September 6, 2012
The McAfee Quarterly Threats report shows that the number of unique malware threats detected on computers has reached 1.5 million in the second quarter of 2012. This marks the biggest jump in malware detection in the past four years.
The creation of new forms of malware has contributed to the rise in attacks. "Drive-by downloads," mobile botnets and mobile "ransomware" are new attack plans that are meant to access personal information, take control and make it harder for users to identify. Attacks that were traditionally seen on PCs are now making their way onto other mobile devices, according to senior vice president of McAfee Labs, Vincent Weafer.
Drive-by downloads refer to a virus or malware that controls a computer without a person's knowledge and does not require users to fill in personal information. Ransomware, which has become popular among internet criminals, holds computers and data hostage, and can lead to the loss of photos and personal data on a mobile device. Botnets are also infecting computers with malicious links while computers can contract a virus through a fake IM or tweet. Users that open an attachment from a botnet are brought to a fake website that spreads the malware.
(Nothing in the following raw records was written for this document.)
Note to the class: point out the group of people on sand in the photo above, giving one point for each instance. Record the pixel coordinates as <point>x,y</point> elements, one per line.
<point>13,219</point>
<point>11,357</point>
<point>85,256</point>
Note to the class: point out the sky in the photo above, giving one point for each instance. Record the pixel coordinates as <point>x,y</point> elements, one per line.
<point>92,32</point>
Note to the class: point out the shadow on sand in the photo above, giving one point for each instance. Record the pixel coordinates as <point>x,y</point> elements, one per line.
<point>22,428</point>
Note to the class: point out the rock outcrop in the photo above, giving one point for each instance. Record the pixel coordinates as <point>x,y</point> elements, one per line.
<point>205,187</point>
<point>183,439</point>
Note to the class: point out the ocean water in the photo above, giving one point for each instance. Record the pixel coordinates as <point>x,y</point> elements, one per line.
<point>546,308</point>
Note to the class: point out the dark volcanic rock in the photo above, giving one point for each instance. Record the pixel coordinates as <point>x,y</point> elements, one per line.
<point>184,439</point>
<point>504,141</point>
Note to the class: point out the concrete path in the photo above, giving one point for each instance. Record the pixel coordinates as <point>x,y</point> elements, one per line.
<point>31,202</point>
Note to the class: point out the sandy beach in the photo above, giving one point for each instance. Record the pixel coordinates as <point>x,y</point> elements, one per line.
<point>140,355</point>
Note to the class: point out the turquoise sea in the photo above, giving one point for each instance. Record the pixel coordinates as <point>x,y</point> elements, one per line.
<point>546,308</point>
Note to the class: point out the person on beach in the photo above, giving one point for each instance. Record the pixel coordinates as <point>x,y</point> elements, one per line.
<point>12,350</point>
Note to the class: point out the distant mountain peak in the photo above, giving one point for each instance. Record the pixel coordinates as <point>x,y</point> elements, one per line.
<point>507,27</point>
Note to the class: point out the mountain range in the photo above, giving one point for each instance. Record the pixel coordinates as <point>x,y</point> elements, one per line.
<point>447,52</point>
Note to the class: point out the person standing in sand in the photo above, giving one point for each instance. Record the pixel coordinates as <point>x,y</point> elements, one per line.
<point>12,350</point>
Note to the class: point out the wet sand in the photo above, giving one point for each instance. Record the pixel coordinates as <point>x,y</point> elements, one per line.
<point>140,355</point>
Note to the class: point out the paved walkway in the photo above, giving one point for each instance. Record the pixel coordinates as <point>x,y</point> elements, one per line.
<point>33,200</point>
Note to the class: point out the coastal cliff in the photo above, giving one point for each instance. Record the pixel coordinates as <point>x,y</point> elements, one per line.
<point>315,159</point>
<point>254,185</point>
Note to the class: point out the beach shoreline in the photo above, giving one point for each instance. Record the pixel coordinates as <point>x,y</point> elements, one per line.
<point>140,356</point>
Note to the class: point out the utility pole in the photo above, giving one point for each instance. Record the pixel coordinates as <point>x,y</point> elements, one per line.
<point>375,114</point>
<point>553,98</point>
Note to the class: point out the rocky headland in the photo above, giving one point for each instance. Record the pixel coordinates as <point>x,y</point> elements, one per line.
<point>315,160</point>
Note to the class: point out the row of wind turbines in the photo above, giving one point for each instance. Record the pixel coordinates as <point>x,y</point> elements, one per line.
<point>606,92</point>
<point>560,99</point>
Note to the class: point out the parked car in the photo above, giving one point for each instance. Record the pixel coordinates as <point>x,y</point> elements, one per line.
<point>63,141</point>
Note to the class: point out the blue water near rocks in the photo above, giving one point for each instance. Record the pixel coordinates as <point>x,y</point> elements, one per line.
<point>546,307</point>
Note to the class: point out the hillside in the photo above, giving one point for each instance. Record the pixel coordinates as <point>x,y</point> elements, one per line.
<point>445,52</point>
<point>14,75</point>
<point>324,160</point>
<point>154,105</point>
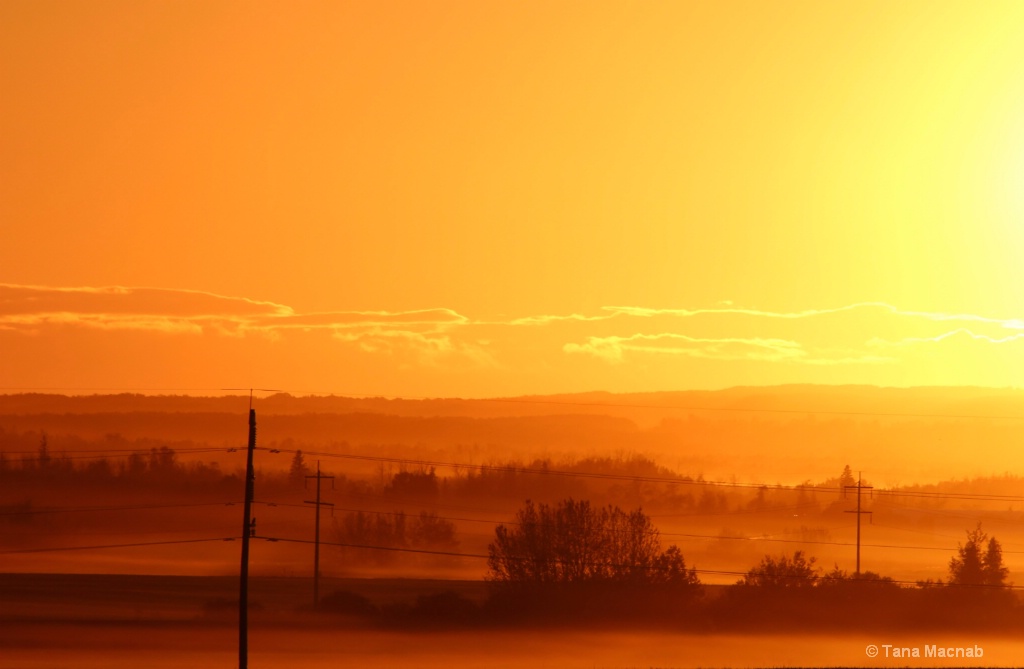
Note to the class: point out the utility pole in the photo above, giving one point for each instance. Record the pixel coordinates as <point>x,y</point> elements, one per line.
<point>248,530</point>
<point>860,487</point>
<point>318,503</point>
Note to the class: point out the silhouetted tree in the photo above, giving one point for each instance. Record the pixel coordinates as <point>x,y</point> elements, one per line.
<point>782,572</point>
<point>979,561</point>
<point>414,484</point>
<point>573,542</point>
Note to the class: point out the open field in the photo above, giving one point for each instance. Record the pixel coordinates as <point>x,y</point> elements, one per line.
<point>112,621</point>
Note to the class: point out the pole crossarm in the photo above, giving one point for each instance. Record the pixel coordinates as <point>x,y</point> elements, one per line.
<point>318,476</point>
<point>860,488</point>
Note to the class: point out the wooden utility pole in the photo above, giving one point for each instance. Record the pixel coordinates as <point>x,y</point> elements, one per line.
<point>248,530</point>
<point>860,487</point>
<point>318,503</point>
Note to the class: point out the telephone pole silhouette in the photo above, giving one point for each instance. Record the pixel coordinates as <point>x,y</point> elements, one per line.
<point>859,487</point>
<point>318,476</point>
<point>248,530</point>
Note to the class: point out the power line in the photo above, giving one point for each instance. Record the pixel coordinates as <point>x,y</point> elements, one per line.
<point>657,532</point>
<point>486,556</point>
<point>101,546</point>
<point>89,509</point>
<point>677,481</point>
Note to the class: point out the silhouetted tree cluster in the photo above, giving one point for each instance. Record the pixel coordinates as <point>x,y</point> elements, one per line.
<point>425,531</point>
<point>574,542</point>
<point>979,561</point>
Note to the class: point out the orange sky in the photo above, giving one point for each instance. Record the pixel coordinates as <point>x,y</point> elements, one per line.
<point>496,198</point>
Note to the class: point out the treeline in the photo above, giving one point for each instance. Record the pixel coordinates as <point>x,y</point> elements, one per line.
<point>572,563</point>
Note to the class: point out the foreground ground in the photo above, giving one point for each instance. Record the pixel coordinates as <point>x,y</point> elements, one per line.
<point>93,621</point>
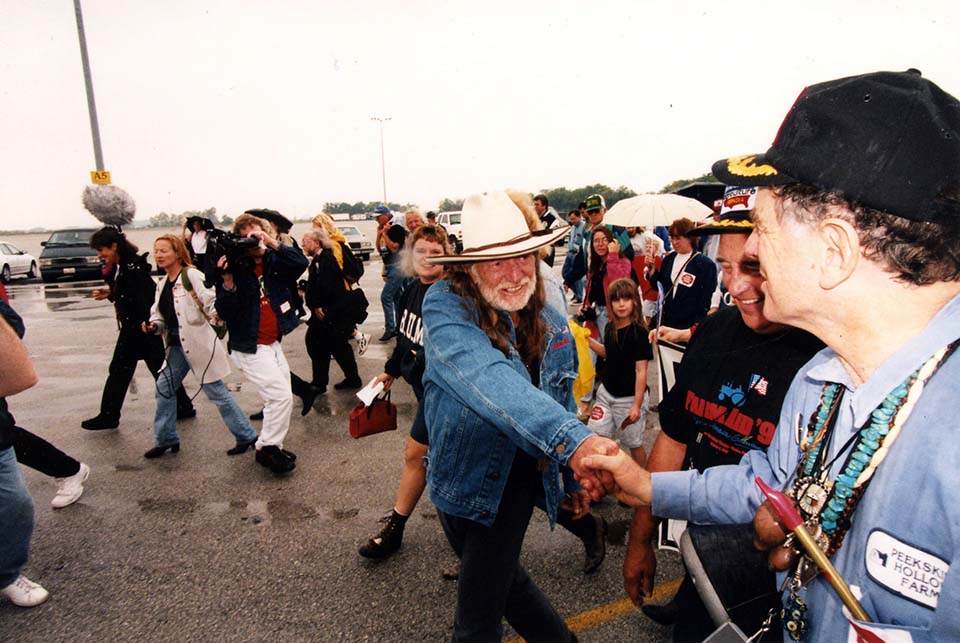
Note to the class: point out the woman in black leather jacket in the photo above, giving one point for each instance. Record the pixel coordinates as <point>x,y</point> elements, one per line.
<point>131,289</point>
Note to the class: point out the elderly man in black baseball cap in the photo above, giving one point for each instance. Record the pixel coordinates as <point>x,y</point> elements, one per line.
<point>858,235</point>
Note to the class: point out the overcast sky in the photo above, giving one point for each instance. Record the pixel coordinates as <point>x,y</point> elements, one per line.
<point>239,104</point>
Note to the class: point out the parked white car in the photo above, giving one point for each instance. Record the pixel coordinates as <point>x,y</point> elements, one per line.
<point>14,261</point>
<point>358,242</point>
<point>451,223</point>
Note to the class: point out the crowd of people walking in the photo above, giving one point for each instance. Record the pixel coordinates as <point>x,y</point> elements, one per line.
<point>817,310</point>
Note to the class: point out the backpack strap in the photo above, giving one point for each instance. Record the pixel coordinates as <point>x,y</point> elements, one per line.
<point>189,288</point>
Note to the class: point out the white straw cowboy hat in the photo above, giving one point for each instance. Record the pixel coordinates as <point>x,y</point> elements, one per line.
<point>495,228</point>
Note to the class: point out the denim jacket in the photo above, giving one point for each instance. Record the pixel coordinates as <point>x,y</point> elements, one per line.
<point>481,407</point>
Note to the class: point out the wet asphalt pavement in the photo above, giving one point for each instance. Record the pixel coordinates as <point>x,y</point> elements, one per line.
<point>199,546</point>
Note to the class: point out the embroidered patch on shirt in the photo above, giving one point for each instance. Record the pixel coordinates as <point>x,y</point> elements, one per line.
<point>905,570</point>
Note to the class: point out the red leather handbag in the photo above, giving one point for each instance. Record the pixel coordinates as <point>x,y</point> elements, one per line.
<point>380,416</point>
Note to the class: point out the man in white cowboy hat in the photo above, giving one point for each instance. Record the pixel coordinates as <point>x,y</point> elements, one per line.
<point>499,404</point>
<point>857,227</point>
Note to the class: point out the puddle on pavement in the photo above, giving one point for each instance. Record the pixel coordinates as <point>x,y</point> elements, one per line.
<point>617,532</point>
<point>251,512</point>
<point>168,505</point>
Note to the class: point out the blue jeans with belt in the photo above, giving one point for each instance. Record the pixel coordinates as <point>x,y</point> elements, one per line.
<point>492,584</point>
<point>165,420</point>
<point>16,518</point>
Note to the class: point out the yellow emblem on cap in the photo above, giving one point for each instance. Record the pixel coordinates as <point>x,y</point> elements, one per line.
<point>744,166</point>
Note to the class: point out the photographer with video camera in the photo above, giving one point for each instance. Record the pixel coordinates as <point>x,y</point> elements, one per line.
<point>254,299</point>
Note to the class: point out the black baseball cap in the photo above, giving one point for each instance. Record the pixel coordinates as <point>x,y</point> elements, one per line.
<point>734,218</point>
<point>887,140</point>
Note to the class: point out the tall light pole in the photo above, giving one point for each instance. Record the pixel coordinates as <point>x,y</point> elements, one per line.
<point>88,81</point>
<point>383,164</point>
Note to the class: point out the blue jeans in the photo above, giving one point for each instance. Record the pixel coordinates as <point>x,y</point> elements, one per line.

A separate cybercrime report by a security technology company reaffirms the results and the growing danger of hacker attacks. In the United States, about 71 million people have been victimized by some form of cybercrime in the past 12 months. Each U.S. victim loses an average of $197, according to the survey.
As hackers continue to target mobile devices, consumers are taking security measures to prevent data breaches. Users are downloading security software on their mobile devices and implementing encryption and passwords as a form of data protection to make it harder for unauthorized users. Experts remind computer and mobile device owners to be careful when opening emails and avoid suspicious links.